Speaking to the vet at the shelter, I expect a long run-down of needs and considerations I will need to meet to safely house my new cat. Instead, she tells me that the main difference between physically able and disabled cats is that the latter always need to be kept inside. This isn’t a concern for me; any cat I adopted would have to be an indoor cat. Plus, keeping a pet indoors is a lot safer, cheaper, and better for the environment than having a cat who roams the streets. You save money on vaccinations, flea and worming treatments, and you can feel assured both of their safety, and the safety of the native (and non-native) animals that make their homes near yours.

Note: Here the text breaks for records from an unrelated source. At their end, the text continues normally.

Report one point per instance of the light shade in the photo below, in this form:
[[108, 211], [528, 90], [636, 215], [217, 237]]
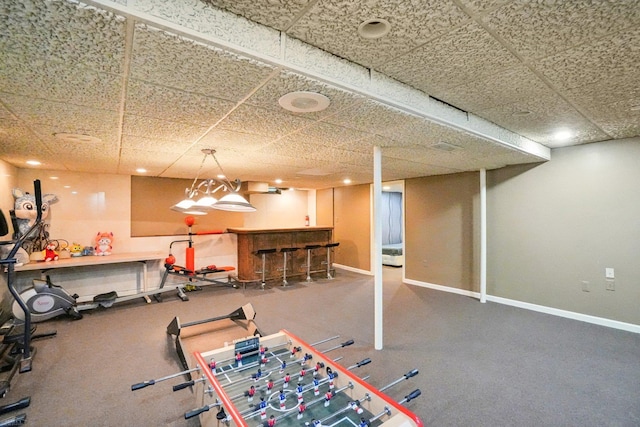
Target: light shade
[[235, 203]]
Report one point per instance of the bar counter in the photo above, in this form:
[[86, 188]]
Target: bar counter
[[250, 240]]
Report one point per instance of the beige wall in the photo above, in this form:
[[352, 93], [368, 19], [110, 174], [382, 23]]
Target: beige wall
[[441, 224], [352, 222], [557, 225]]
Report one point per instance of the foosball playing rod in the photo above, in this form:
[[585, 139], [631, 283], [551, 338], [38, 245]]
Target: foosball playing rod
[[195, 412], [325, 340], [406, 376], [344, 344], [415, 393], [152, 382]]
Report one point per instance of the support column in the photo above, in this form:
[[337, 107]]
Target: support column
[[377, 245], [483, 235]]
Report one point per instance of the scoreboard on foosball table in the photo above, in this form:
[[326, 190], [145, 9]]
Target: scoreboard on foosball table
[[277, 380]]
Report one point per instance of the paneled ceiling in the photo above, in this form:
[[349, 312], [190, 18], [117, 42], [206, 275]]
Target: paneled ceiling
[[455, 85]]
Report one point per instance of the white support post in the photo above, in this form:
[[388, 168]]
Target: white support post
[[377, 245], [483, 235]]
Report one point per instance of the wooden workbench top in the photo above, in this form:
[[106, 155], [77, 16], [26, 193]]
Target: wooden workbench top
[[81, 261], [275, 230]]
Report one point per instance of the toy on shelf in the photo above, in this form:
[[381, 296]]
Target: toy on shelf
[[76, 249], [49, 252], [103, 243]]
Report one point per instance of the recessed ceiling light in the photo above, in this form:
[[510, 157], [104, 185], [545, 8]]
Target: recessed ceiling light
[[304, 102], [562, 135], [77, 138], [374, 28]]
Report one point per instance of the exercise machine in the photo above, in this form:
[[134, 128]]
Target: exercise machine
[[188, 271]]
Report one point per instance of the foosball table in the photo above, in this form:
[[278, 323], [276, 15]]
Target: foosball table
[[244, 378]]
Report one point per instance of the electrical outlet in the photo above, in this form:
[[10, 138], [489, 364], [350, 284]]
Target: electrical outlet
[[609, 273]]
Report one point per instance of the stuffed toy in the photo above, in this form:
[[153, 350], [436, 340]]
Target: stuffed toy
[[76, 249], [103, 243], [50, 253], [22, 257], [25, 210]]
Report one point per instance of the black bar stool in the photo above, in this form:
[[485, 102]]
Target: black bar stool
[[309, 248], [263, 253], [329, 247], [285, 253]]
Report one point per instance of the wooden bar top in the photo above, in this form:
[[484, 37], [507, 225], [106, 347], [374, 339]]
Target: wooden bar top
[[276, 230]]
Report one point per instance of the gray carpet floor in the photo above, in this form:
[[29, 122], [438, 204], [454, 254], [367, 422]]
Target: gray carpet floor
[[480, 364]]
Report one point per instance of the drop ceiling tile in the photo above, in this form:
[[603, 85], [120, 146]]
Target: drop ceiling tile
[[544, 120], [46, 116], [541, 29], [604, 62], [214, 24], [161, 129], [507, 86], [332, 25], [73, 33], [261, 121], [468, 53], [165, 103], [371, 117], [168, 60], [237, 141], [277, 15], [286, 81], [57, 81]]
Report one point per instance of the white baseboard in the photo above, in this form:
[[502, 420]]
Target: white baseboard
[[629, 327], [355, 270]]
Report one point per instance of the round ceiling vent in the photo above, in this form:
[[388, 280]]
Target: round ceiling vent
[[304, 102], [374, 28]]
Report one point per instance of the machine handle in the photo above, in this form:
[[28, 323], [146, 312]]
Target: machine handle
[[142, 385], [183, 385], [195, 412]]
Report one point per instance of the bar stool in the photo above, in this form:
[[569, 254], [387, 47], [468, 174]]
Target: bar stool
[[329, 247], [263, 253], [285, 252], [309, 248]]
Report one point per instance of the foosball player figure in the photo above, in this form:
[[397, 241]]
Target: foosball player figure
[[299, 391], [238, 359], [294, 350], [262, 406], [331, 376], [355, 405], [257, 375], [301, 408], [250, 393], [327, 398]]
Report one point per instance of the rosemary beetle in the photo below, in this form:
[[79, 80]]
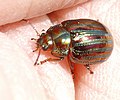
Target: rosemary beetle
[[83, 41]]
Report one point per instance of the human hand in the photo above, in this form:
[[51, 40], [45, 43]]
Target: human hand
[[51, 81]]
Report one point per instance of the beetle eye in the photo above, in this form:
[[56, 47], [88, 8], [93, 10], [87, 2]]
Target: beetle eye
[[44, 47], [42, 34]]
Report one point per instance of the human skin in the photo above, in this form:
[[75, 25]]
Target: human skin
[[21, 80]]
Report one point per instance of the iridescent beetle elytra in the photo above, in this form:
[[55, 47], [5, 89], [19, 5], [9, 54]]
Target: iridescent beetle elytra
[[83, 41]]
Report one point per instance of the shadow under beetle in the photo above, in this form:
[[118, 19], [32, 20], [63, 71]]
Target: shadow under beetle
[[83, 41]]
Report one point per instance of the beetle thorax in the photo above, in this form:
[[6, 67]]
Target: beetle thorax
[[45, 42]]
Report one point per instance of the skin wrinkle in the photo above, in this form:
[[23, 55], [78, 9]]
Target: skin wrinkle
[[28, 11], [95, 90]]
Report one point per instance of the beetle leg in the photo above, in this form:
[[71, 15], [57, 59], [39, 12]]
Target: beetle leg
[[72, 64], [88, 67], [33, 39], [51, 59]]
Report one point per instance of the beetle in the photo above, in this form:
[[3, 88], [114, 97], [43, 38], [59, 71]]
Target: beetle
[[83, 41]]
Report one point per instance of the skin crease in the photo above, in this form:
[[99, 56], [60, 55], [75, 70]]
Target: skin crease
[[20, 80]]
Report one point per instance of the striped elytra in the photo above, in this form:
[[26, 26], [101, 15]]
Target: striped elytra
[[83, 41]]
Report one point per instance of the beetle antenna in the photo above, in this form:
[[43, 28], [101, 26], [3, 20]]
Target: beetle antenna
[[88, 67], [32, 26], [37, 57]]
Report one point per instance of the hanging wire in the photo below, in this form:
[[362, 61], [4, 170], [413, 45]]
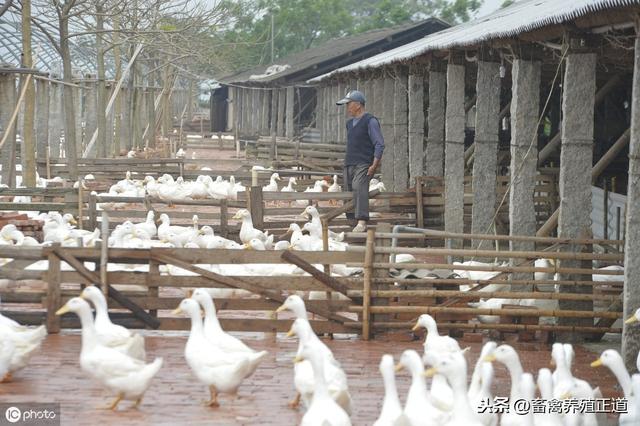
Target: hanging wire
[[533, 142]]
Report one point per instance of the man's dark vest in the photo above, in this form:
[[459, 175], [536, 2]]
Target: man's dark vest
[[360, 147]]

Maloo seems largely unfazed by his indoor lifestyle, and his new, three-legged body. A couple of times he’s tried to kick me and fallen over, but it certainly hasn’t stopped him scaling the curtains at 3am, or amputating a four metre tendril from my monstera vine as he falls off a bookshelf (RIP, to my greatest botanical achievement to date!) This is simply the situation of his life now, and it doesn’t seem to register, to him or to me, as a compromised one.
While it is very funny watching slow horror dawn on my idiot son’s face as he tries to disembowel a soft toy mouse and finds himself, in the absence of a supporting hind leg, sliding off the bed, he also stands as proof that even in the face of disaster, we do go on. He isn’t 75 percent of a cat, like I sometimes joke; he’s a newly distributed 100 percent.
Any new pet naturally becomes an organising factor of your life; adoption is never a decision to be taken lightly. If you’re not in a position to give an animal a home, consider donating to a no-kill shelter; there are plenty around, often volunteer-run, and drastically underfunded. But if you are considering adopting, I couldn’t recommend adopting a special needs animal more highly.